Photo claiming to show climate strike rubbish a hoax

Photo claiming to show climate strike rubbish a hoax
A photo claiming to show mess left behind by climate strike protesters in Sydney is being shared widely on social media, despite it being an image taken in London earlier this year.
A Facebook post linking the mess to Sydney's climate strike on Friday has been shared 19,000 times in 12 hours.
The photo, shared by an Australian pro-coal page was captioned: "Look at the mess today's climate protesters left behind in beautiful Hyde Park.
However, the photo was not taken in Hyde Park or in Sydney, but instead is a photo taken after a marijuana-based festival called 420 which was held in London in April this year. 
This hoax photo claimed to be an image of rubbish left behind by Australians at climate protest rallies.

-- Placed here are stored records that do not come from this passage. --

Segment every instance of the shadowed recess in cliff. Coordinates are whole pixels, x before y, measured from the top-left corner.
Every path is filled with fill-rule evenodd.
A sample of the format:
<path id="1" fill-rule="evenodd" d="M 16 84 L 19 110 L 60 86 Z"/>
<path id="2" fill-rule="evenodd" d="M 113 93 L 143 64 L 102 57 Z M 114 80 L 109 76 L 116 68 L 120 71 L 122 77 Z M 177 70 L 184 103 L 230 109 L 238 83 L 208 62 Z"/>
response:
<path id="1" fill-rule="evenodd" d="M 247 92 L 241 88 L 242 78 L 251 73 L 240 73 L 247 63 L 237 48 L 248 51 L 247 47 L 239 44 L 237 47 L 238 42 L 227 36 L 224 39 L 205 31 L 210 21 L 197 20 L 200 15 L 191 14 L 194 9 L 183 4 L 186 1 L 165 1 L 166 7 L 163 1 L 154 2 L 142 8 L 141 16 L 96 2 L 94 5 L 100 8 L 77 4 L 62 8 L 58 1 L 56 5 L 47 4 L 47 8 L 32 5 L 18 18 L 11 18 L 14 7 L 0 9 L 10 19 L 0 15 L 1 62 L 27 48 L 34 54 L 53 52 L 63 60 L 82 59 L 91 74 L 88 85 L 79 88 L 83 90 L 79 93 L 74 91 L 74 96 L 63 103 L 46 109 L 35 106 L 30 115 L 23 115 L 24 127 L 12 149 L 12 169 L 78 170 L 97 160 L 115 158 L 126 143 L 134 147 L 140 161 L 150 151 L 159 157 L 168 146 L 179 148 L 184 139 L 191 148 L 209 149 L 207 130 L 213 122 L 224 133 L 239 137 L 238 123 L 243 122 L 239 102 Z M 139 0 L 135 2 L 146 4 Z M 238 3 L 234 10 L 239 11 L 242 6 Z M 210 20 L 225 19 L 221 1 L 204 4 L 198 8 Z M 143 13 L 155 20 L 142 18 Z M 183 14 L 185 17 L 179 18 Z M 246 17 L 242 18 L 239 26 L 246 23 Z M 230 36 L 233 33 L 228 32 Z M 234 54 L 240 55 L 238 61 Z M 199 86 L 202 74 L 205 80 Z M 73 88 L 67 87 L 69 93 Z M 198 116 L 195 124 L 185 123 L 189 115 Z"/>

The photo is actually taken in London after a festival earlier this year. (Supplied)
An estimated 300,000 Australian's attended rallies on Friday calling for the government to take more extensive action on climate issues.
Public venues overflowed in major cities including at Brisbane's Queens Gardens, where police had to steer the overflowing crowds off the city streets as 30,000 crowded into the city centre.
In Sydney, queues formed as protestors waited in line to join the march, which totalled 80,000 people - filling the Domain.
But the largest crowd was seen as Melbourne's Treasury Gardens, where an estimated 100,000 marched.
Organisers estimate that the crowds were more than double that seen at the previous rally in March, exceeding their expectations of a 50 percent increase in numbers.
Strikers are calling on the government for no new coal, oil and gas projects, including the Adani mine, and to move towards 100 per cent renewable energy generation and exports by 2030.
MELBOURNE, AUSTRALIA - SEPTEMBER 20: A general view of protestors holding placards as they march on September 20, 2019 in Melbourne, Australia. Rallies held across Australia are part of a global mass day of action demanding action on the climate crisis. (Photo by Asanka Ratnayake/Getty Images) (Getty)
School Strike For Climate drew massive crowds of both students and workers. (Supplied)
A record-breaking 100,000 students and workers protested at Melbourne's Treasury Gardens on Friday, calling for action on climate change. (AAP)
Tens of thousands of adults joined the students, including wharfies whose walk off is the first known instance of industrial action to support climate "strikes" that have been held periodically since earlier this year.
Acting Prime Minister Michael McCormack labelled the protests "a disruption" and said they should be held on weekends not school or regular work days.
"I think these sorts of rallies should be held on a weekend where it doesn't actually disrupt business, it doesn't disrupt schools, it doesn't disrupt universities," Mr McCormack told reporters in Melbourne.
He said students would learn more at school than at a protest rally.
Mr McCormack said the government was taking action to cut emissions and boost the use of renewable energy.